Becerra talked about other ways to reduce deficits. "We could stop giving companies tax breaks to send companies overseas." Becerra says that would save billions. Becerra also said that there's waste in important programs, such as Medicare, that could be sought after and reduced. Becerra stressed that there needs to be a bipartisan solution.

He says says, "I will fight like the dickens to protect Social Security." Still, when it comes to cuts, "I would be open to anything. I have to be open to anything, and I have to trust that all of my colleagues will be open to anything."

In order to meet their November deadline, he says that he and other lawmakers will have to leave what he calls "sacred cows" behind. "We have to be prepared to check all those things at the door, along with our egos."

Becerra does say that cutting Social Security would be wrong, because it didn't contribute to the debt due to the Social Security trust fund being separate from the rest of the budget. However, he says he wants to win based on facts, not because Social Security is his sacred cow.

"Today, Social Security has not only not contributed to the national debt, it has a surplus," Becerra says.
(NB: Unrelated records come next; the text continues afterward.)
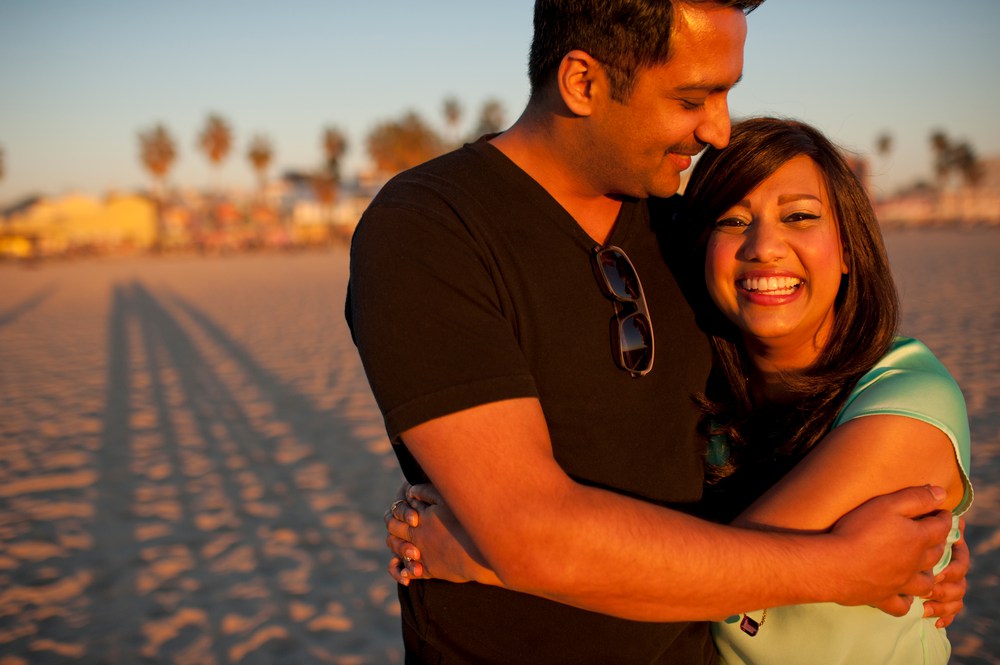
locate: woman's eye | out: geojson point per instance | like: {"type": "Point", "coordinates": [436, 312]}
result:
{"type": "Point", "coordinates": [731, 224]}
{"type": "Point", "coordinates": [801, 217]}
{"type": "Point", "coordinates": [692, 104]}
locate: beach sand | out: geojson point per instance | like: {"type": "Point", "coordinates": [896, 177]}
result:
{"type": "Point", "coordinates": [193, 470]}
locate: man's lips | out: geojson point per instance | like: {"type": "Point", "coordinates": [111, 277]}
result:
{"type": "Point", "coordinates": [681, 161]}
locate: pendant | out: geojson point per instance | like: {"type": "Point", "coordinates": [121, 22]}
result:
{"type": "Point", "coordinates": [749, 626]}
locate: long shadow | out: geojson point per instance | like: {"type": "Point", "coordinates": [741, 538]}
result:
{"type": "Point", "coordinates": [26, 305]}
{"type": "Point", "coordinates": [204, 470]}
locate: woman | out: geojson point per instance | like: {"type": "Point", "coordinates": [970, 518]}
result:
{"type": "Point", "coordinates": [814, 405]}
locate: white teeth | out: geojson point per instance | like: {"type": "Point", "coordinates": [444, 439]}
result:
{"type": "Point", "coordinates": [778, 286]}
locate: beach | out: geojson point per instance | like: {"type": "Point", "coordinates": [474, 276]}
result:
{"type": "Point", "coordinates": [193, 468]}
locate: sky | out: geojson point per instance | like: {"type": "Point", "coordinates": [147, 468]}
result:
{"type": "Point", "coordinates": [79, 79]}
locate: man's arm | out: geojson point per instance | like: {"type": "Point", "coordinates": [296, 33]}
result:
{"type": "Point", "coordinates": [624, 557]}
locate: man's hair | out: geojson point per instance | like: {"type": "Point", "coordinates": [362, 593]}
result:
{"type": "Point", "coordinates": [866, 306]}
{"type": "Point", "coordinates": [623, 35]}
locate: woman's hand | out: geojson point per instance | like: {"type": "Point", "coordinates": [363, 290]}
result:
{"type": "Point", "coordinates": [948, 597]}
{"type": "Point", "coordinates": [429, 543]}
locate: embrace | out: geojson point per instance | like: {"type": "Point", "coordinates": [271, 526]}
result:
{"type": "Point", "coordinates": [748, 442]}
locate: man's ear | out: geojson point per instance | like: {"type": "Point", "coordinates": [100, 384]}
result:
{"type": "Point", "coordinates": [578, 74]}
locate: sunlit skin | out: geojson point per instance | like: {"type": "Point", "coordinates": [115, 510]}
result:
{"type": "Point", "coordinates": [588, 149]}
{"type": "Point", "coordinates": [774, 266]}
{"type": "Point", "coordinates": [675, 109]}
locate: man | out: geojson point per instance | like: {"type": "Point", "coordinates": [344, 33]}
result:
{"type": "Point", "coordinates": [482, 284]}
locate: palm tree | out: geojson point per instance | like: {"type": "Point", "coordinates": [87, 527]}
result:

However, with the Baby Boomer generation beginning to retire, Social Security faces serious challenges. "To the degree we're going to start talking about future fiscal social challenges, we can start talking about Social Security."

Becerra says that Social Security can be strengthened to make sure it's around for another 75 years.

He says he wants to build off cuts already made in health care reform, which he says reduced deficits by $1.2 trillion. "We could still do more."

Becerra says he expects passionate debates. "Having passion does not mean you have to descend into bickering and fighting. I believe the 12 of us understand that. Each member, as I've said before, is very experienced, and I honestly believe we hear what the American people are saying."

The American people are saying that the bottom line is jobs, according to Becerra. "I hope that this committee will focus on job creation," Becerra says.

Putting some of the 15 million unemployed back to work means they'll be paying more taxes, Becerra says. Becerra says the committee will be looking at spending money to promote job creation while still cutting $1.5 trillion. "If you choke off the recovery, then you cause more people to go into unemployment, then you're going to deny the federal government the revenues from the taxes they would pay."

Becerra says "We need to make investment to get the economy going again, to give the private sector the confidence" to start spending and hiring.

KPCC's Mike Roe contributed to this report.